I'm not sure what theory I should use because I don't seem to have any theorems that clearly apply to this except that all principal minors of a PSD matrix are positive.
Best Answer
One approach of arguable snazziness is as follows. The $\implies$ direction is straightforward. For the $\Longleftarrow$ direction, suppose without loss of generality that $X$ is symmetric and that $\tilde X$ is the leading $r \times r$ principal submatrix. We have $$ X = \pmatrix{\tilde X&B\\B^T&C}. $$ We note that $X$ is positive semidefinite if both $\tilde X$ and $X/\tilde X$ are positive semidefinite, where $X/\tilde X$ is the Schur complement. That is, $$ X/\tilde X = C - B^T \tilde X^{-1}B. $$ On the other hand, the rank of $X$ must be $r$, so we have $$ r = \operatorname{rank}(X) = \operatorname{rank}(\tilde X) + \operatorname{rank}(X/\tilde X) = r + \operatorname{rank}(X/\tilde X). $$ Thus, $X/\tilde X = 0$, which means that $X/\tilde X$ is positive semidefinite. We conclude that $X$ is indeed positive semidefinite.

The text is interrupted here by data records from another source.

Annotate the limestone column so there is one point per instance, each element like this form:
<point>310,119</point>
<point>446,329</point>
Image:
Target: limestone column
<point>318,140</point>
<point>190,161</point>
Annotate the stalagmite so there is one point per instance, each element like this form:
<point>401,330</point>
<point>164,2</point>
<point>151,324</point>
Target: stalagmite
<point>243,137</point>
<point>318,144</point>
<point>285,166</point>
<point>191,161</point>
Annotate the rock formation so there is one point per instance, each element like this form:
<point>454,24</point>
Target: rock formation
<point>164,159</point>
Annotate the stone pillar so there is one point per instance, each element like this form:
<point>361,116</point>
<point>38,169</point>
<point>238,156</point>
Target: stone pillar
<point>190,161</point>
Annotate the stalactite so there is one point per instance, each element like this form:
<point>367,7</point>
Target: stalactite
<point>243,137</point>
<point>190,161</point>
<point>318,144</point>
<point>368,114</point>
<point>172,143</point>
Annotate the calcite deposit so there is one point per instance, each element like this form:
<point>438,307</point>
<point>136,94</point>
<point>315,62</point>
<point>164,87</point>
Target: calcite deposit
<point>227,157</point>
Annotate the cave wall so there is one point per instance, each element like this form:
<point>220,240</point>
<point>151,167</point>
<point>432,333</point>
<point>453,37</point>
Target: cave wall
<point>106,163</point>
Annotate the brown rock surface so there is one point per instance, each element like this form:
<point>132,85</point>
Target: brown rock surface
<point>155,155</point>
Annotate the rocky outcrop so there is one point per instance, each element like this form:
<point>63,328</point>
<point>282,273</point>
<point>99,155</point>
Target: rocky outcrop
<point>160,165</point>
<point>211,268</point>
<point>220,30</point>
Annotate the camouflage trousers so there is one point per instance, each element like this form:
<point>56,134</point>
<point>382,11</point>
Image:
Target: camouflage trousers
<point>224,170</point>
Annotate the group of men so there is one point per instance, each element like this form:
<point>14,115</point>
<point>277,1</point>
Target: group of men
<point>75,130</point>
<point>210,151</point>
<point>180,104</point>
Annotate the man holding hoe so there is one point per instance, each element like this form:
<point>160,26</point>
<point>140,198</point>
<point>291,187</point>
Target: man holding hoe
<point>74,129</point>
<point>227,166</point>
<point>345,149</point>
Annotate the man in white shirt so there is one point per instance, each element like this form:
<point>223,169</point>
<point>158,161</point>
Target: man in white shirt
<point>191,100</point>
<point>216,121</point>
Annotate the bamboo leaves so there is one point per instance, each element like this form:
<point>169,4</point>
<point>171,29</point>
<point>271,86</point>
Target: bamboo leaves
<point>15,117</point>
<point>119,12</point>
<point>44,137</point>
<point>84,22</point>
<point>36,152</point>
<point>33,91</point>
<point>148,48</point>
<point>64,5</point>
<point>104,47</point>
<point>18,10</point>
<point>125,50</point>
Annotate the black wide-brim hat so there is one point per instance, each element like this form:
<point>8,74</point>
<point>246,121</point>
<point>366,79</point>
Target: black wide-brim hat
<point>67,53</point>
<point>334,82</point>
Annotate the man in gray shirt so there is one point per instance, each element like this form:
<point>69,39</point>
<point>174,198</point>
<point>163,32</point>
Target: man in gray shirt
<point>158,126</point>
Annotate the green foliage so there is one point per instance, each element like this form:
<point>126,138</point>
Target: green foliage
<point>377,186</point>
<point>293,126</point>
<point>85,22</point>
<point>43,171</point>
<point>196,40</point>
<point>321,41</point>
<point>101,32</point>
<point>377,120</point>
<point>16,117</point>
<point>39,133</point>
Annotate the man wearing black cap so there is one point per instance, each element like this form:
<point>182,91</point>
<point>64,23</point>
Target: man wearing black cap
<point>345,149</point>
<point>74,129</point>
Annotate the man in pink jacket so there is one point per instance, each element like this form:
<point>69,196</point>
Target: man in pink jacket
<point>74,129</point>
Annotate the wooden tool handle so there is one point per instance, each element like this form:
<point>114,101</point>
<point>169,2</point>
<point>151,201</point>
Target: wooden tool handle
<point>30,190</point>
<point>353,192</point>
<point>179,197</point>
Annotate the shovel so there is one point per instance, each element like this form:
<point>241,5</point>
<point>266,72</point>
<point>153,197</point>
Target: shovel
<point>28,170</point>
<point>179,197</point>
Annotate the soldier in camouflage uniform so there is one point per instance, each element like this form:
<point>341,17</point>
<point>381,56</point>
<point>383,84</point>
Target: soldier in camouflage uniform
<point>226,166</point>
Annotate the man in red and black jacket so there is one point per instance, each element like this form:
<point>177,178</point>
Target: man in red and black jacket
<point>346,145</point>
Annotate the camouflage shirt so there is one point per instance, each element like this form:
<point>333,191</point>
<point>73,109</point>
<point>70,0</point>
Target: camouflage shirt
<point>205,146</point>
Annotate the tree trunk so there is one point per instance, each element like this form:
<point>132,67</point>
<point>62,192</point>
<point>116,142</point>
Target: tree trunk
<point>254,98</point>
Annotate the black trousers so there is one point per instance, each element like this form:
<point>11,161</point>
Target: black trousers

The $\implies$ direction in detail: suppose without loss of generality that the first $r$ columns of $X$ form the maximal linearly independent set in question. That is, $Xv \neq 0$ for all $v$ in the span of $\{e_1,\dots,e_r\}$ (where $e_j$ is the $j$th canonical basis vector). It follows that $v^TXv \neq 0$ for all $v$ in the span of $\{e_1,\dots,e_r\}$. From this, we conclude that the leading $r \times r$ submatrix $\tilde X$ is positive definite, as desired.